Following the death of Don Almonester, his widow, Louise, became well known as "a superbly competent businesswoman who had greatly increased the inheritance since Almonester's death." (Six years after Almonester's death, Louise then married Jean-Baptiste Victor Castillon. The newlywed couple are reported to have been subjected to a mob's riotous three-day Charivari in response to the youth of the bridegroom who was, contrary to the much younger ages widely reported, a mere seven years her junior, then deemed scandalous.)

==Legacy==
After the Great New Orleans Fire (1788), Don Almonester funded a public school for the city, as well as a house for the use of the clergy and the charity hospital at the then-considerable cost of $114,000. He rebuilt the buildings on either side of the cathedral, the hospital, the boys' school, a chapel for the Ursulines; and he founded the leper hospital.

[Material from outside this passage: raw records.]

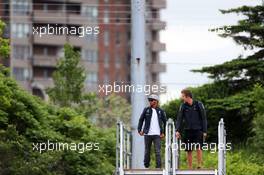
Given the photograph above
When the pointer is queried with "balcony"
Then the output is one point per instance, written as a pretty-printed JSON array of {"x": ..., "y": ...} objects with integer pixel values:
[
  {"x": 45, "y": 60},
  {"x": 45, "y": 82},
  {"x": 158, "y": 25},
  {"x": 158, "y": 46},
  {"x": 158, "y": 4},
  {"x": 158, "y": 67},
  {"x": 49, "y": 16}
]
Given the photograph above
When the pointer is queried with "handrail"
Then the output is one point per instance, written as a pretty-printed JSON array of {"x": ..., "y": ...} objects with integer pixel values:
[
  {"x": 170, "y": 152},
  {"x": 221, "y": 148},
  {"x": 172, "y": 155},
  {"x": 123, "y": 149}
]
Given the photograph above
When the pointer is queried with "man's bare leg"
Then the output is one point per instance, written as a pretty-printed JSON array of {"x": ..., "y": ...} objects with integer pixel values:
[
  {"x": 199, "y": 157},
  {"x": 189, "y": 159}
]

Almonester funded the building of New Orleans' parish church, in which he is buried. The Church of Saint Louis was dedicated in 1794, becoming a cathedral the following year, and was never pulled down as some sources may say. In 1849 the cathedral was badly damaged due to the removal of supports which led to the collapse of the center tower. This led to the 1850s remodeled structure as we know it today. Don Andres' remains still lie in the cathedral, entombed in the floor with one of his two daughters, four-year-old Andrea.

New Orleans' Almonaster Avenue is named in his honor, posthumously editing the spelling of his surname from Almonester to Almonaster.